Dan Gridley calls his 90 acre operation near Pittsboro, N.C. a “beer farm” because he grows the ingredients that are used to make the tasty brew.
“We are a diversified farm. We just grow beer,” Gridley said at the South Atlantic Hops Conference in Richmond March 5. “We grow barley; we grow wheat; we grow rye; we grow sorghum, and six different varieties of hops. Our goal is to be a farm brewery and we are getting closer to that.”
Gridley and his wife started Farm Boy Farms in 2011 to provide local ingredients to the growing craft beer and home brew industry in North Carolina. Gridley is a native New Yorker, spent time in Boston and Honolulu and has lived in Raleigh for 10 years. He inherited his 90-acre farm by marrying his wife. His goal was to use the 90 acres to produce high quality locally sourced ingredients for North Carolina’s microbreweries.
In 2009, Gridley reached out to North Carolina State University to learn what grain and hop varieties can be grown in North Carolina for beer production. “We grew as the market grew. When we started in 2009, there were 32 microbreweries. Now there are more than 160 and that number continues to grow.”
Gridley calls hops “the sexy of beer” because they are critical for the bitter taste that beer lovers crave. He said growing and marketing hops is an important part of his operation. For farmers who want to get into the hops business, Gridley says it is critical that they know the data of the hops they are producing and they must share that data with the brewery customers.
“When we started with hops, we made cold calls, telling breweries ‘here’s our hops.’ That was great, but you need to make sure you have your data” he said.
Before they buy hops, breweries by law must know the aromatic characteristics, the alpha acids, beta acids, moisture and oil content of each batch of hops. Hop growers need to send samples to either Virginia Tech or Appalachian State to be tested for the various characteristics brewers seek. Gridley explains that he sends a small sandwich bag of cones to Appalachian State to be tested and within 24 hours he will have the data breweries need.
Success cannot be achieved in just one year
“When we harvest, the breweries know exactly what they are getting,” Gridley said.
Providing the data brewers need is just one part of working with brewers which is crucial. To be successful, Gridley says it is critical for hops growers to dialogue with their brewery customers. “We let them know when our harvest is so they will be able go set their brewing schedule,” Gridley says.
In addition to selling hops, Gridley says rhizomes for other hops farmers or for backyard home brewers who want to grow their own hops. In April, North Carolina Beer Month, Gridley will sell potted rhizomes. “At this point, the rhizomes have sprouted and are usually a foot to two feet tall and people can buy the plant,” Gridley says.
As the microbrewery business grows in North Carolina, Gridley plans to expand his hops acreage to three acres. “I grow the hops by myself. I can manage three acres by myself,” he says.

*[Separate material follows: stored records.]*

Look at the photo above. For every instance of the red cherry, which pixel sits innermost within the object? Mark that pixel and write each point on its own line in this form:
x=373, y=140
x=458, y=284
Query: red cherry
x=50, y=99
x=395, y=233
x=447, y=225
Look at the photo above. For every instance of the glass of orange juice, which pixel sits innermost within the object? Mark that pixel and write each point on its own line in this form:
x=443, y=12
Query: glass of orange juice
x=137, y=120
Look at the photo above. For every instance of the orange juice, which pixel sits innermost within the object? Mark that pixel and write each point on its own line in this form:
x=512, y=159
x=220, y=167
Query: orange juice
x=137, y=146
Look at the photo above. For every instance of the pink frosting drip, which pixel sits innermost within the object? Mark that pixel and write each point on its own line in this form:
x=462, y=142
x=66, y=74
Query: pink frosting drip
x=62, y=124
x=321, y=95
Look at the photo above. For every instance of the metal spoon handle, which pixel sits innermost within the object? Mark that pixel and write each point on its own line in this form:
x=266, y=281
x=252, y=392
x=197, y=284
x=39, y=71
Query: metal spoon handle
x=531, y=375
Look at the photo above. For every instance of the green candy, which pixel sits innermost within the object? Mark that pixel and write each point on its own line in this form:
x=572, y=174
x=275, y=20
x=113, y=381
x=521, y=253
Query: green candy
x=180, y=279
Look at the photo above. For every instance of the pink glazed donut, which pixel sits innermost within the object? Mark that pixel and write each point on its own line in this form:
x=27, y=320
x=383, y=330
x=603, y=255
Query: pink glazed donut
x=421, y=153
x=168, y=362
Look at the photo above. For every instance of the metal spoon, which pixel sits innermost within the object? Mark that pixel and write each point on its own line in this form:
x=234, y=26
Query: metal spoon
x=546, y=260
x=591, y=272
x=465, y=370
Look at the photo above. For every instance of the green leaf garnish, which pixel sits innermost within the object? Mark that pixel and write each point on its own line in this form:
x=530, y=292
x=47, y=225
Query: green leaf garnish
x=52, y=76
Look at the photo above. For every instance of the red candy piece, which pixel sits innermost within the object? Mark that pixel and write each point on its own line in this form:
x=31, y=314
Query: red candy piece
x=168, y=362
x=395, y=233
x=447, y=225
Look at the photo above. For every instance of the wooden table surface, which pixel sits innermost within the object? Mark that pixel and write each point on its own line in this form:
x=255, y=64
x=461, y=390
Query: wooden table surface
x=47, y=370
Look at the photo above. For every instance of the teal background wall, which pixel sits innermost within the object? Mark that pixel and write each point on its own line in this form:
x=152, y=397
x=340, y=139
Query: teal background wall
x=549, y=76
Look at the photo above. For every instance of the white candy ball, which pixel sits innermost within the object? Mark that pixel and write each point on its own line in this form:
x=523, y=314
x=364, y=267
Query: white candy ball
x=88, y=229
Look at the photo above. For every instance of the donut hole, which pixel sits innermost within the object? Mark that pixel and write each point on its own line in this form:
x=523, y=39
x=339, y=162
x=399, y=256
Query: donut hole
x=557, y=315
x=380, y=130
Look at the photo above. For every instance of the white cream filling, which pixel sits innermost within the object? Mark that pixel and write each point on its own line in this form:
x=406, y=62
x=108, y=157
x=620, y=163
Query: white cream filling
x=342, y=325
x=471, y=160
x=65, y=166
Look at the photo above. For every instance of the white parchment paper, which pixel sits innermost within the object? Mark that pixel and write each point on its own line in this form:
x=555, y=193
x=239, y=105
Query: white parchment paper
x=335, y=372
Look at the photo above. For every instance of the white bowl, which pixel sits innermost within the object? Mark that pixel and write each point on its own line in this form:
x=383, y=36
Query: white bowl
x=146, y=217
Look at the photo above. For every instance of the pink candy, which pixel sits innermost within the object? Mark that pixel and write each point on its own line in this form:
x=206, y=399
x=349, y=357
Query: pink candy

Still, hops aren’t the money maker for Farm Boy Farms. “Our focus is on grain. That’s the money maker for us,” Gridley points out.
Gridley stresses that producing hops is a slow growth business. Success cannot be achieved in just one year. “You have to focus on quality, focus on data. You have to have a slow growth mindset. Hops take two, three, four or five years to become mature. Hops are something that you can put in the ground and have success four months from now or even 24 months from now,” he says.